La actriz confesó que perdió su nariz en la primera cirugía y vivió una experiencia que casi le cuesta la vida
La reconocida actriz venezolana Erika Schwarzgruber volvió a ser tendencia en redes sociales tras revelar un impactante episodio de su vida: una bacteria casi le provoca la muerte luego de su primera rinoplastia. La artista, conocida por su participación en telenovelas y su constante interacción con seguidores, decidió romper el silencio y contar la verdad detrás de las críticas que durante años recibió por su apariencia.
El pasado 11 de febrero, la actriz se sometió a su tercera operación de nariz, un procedimiento que esta vez resultó exitoso y sin complicaciones. Sin embargo, el camino hasta ese momento estuvo marcado por dolor físico, emocional y burlas públicas.
“En mi primera cirugía me compliqué con una bacteria que casi me mata”
A través de un extenso mensaje publicado en Instagram, Erika confesó que nunca había contado lo que realmente ocurrió tras su primera rinoplastia.
«Nunca les conté que en mi primera cirugía me compliqué horrible con una bacteria que casi me mata, literal perdí mi nariz», escribió la actriz, dejando atónitos a sus seguidores.
La infección fue tan severa que derivó en una emergencia médica que la obligó a someterse a una segunda cirugía reconstructiva apenas tres meses después. No obstante, ese procedimiento tampoco logró resolver completamente el problema.
«Después de esa segunda cirugía (de reconstrucción que tampoco salió bien) no quise más nunca tocarme la nariz con nadie», confesó.
Burlas, críticas y el peso emocional de los comentarios
Mientras atravesaba uno de los momentos más delicados de su vida, la actriz también enfrentaba comentarios crueles en redes sociales. Según relató, muchos hacían “chistes” sin conocer la gravedad de la situación.
«YA LE VAMOS A CANTAR CUMPLEAÑOS A ESOS TIRROS MIJA!» o «quedaste tan fea que no te puedes quitar los tirros?», eran algunos de los mensajes que recibía mientras luchaba por su salud.
Ante ello, Erika reflexionó sobre el impacto de las palabras y dejó un mensaje contundente: «Cuando algunas personas se burlan, te ponen sobrenombres, hablan sin saber si te hacen daño o no. Lo mejor es el silencio».
Tercera rinoplastia: una recuperación rápida y sin complicaciones
En contraste con sus experiencias anteriores, esta vez la intervención quirúrgica fue exitosa. La operación estuvo a cargo del reconocido especialista Dr. José Ramón, a quien la actriz agradeció públicamente por su profesionalismo.
Tan solo tres horas después de salir del quirófano, Erika compartió un video desde la clínica asegurando sentirse en perfecto estado.
«Ya salí, ya estoy en recuperación. Tengo tres horas de estar operada y me siento súper bien, no tengo dolor», expresó.

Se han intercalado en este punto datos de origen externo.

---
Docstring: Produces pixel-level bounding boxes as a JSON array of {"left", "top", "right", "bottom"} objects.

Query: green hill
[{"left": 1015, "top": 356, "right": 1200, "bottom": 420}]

Días después confirmó que el proceso avanzaba de manera positiva:
«Me siento perfecta, no estoy hinchada, no estoy morada, mi herida está perfecta, tengo cero dolor, nada. Todo ha fluido demasiado maravilloso».
“No lo hice por gustarle a nadie”
Tras 11 días de recuperación, la actriz cerró este capítulo con una reflexión poderosa sobre amor propio y decisiones personales.
«Hoy puedo cerrar un ciclo que más allá de lo estético o lo superficial fue bastante doloroso e incómodo de sobrellevar», afirmó.
Además, dejó claro que su motivación no estuvo ligada a complacer a terceros:
«No lo hice por gustarle a nadie. Lo hice porque YO lo deseaba. Y eso… es razón suficiente».
Cirugías estéticas y riesgos: una historia que deja lecciones
El caso de Erika Schwarzgruber vuelve a poner sobre la mesa la importancia de acudir a especialistas certificados y comprender los riesgos que pueden existir en cualquier procedimiento quirúrgico, incluso en aquellos considerados “estéticos”.
Más allá del resultado físico, su testimonio expone la realidad emocional que muchas figuras públicas —y personas comunes— enfrentan cuando son juzgadas por su apariencia.
Su historia no solo habla de una operación de nariz, sino de resiliencia, valentía y amor propio.